I'm an American interviewing with several companies based in Berlin. These are small Internet companies with fewer than 100 employees. In both cases, the first Skype interview has (seemingly) gone well and I've followed up via email to thank them for the opportunity and reiterate my interest. However, I have not received anything in return after 10+ days. Is this typical? Does silence on their end indicate a lack of interest in proceeding any further? Or should I continue to follow up until I receive an explicit reply, as is typical in the U.S. (in my experience)? You can reach me at interviewing@fastmail.fm if necessary. Thanks!
posted by anonymous to Human Relations (6 answers total) 2 users marked this as a favorite
 
I would follow up. I can't see following up hurting anyone.
posted by oceanjesse at 9:31 AM on March 12, 2013


I would wait - everything moves slower in Germany, so the timescale would be months, not weeks. From personal experience in Berlin, it can take weeks to get any kind of response for each stage of the process, although with newer, smaller companies it can be very fast.

Having said that, if they didn't tell you when to expect a response, you could ask about that.
posted by DamPots at 9:44 AM on March 12, 2013


I don't know if this is explicitly German, because I have sent thank-you emails and not heard back for a while. Hiring is slow.
posted by radioamy at 10:56 AM on March 12, 2013


However, I have not received anything in return after 10+ days. Is this typical?

Yes. German companies are usually good about sending you a rejection letter if they decide to not hire you, so you at least will know once they've made their decision.

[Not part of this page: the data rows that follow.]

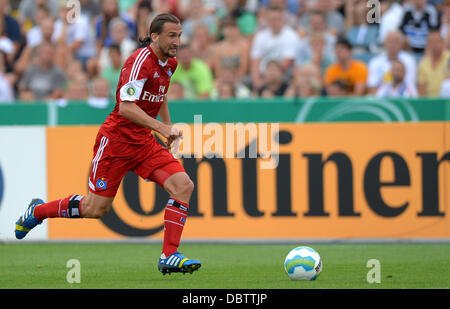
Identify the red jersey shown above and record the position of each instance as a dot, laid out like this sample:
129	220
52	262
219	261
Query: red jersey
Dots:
144	79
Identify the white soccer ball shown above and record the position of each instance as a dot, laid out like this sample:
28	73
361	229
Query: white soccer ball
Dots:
303	263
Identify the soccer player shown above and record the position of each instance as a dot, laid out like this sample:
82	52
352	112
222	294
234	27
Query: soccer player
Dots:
125	143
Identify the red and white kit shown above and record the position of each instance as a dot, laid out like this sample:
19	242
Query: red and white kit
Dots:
122	145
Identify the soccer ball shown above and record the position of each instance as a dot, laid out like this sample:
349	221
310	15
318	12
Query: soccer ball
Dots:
303	263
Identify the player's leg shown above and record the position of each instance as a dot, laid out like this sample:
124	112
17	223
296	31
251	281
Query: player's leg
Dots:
171	176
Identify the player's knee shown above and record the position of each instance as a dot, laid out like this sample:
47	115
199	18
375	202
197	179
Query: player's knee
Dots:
95	210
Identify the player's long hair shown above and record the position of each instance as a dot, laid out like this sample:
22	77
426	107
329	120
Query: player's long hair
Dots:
157	26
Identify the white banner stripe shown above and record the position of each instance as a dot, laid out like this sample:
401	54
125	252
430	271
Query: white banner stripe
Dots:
134	64
138	68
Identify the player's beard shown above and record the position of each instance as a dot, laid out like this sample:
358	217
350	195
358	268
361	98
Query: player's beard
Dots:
168	51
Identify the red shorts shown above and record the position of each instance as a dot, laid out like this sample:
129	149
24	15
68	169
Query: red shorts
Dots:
112	160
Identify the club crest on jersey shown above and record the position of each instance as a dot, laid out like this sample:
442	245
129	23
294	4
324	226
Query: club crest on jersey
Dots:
131	91
101	184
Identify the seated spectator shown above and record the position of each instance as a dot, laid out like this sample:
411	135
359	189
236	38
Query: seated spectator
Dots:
6	87
175	91
99	93
353	72
391	17
445	86
380	65
313	49
306	83
418	20
433	67
334	19
194	74
398	86
232	51
28	9
245	20
228	75
197	15
277	42
362	35
202	44
274	83
226	90
77	88
119	37
11	30
76	38
338	88
290	9
110	11
44	79
112	72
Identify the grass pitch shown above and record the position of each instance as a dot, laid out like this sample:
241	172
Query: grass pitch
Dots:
225	266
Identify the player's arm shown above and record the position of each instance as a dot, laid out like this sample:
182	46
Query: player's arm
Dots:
134	113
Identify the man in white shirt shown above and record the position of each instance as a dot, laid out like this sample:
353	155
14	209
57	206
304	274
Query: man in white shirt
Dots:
277	42
380	66
399	86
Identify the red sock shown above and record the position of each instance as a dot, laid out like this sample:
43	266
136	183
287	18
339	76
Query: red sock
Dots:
68	207
174	220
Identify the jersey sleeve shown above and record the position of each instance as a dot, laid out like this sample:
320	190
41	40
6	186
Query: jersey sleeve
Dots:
134	75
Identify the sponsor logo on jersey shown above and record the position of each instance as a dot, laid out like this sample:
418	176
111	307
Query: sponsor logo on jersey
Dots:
147	96
101	184
131	91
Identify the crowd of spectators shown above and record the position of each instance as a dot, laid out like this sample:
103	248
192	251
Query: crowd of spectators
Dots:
229	48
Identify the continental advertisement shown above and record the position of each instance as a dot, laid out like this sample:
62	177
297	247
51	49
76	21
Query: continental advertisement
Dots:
275	181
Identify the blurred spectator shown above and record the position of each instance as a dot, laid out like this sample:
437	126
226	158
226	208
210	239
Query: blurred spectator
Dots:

Does silence on their end indicate a lack of interest in proceeding any further?

Not necessarily. German companies take a long time to process their applicant queues. And like I said, if they don't want you and they're not completely incompetent, they'll tell you.

It won't hurt to politely ask when you might expect them to make a decision, but certainly don't go hounding them, unless you don't really want the job after all.
posted by cmonkey at 11:07 AM on March 12, 2013


No need to follow up with more than the one thank you letter you have already sent (unless you get an offer from a competitor). German companies have a much slower view of all communication, especially email, than American and a completely different way of letting you know about decisions. They will contact you with their answer when they make it.

Two points to remember:
- They are not being rude (lack of small talk or, in the case, a response "nice to meet you too" email), they just will not contact you until they have everything they need to say arranged (ie the whole offer or turning you down)

- Germans are punctual (the meeting will start and end on time, you are expected to take your lunch at the appropriate times - do not work through them), but they are not prompt (a simple email can take 3-4 weeks to get a response and a letter 4-6 weeks)
posted by mutt.cyberspace at 12:57 PM on March 12, 2013 [1 favorite]


Anecdata: I recently applied for a position in Berlin (at a large multinational) and had a phone interview with the recruiter. On the phone she said it would be about 3-4 weeks until I knew if I would be moving forward in the process. I finally heard back two months later saying they went with an internal candidate (and I thought the 3-4 week estimate was a long time!). Speaking with German friends, this is apparently quite normal.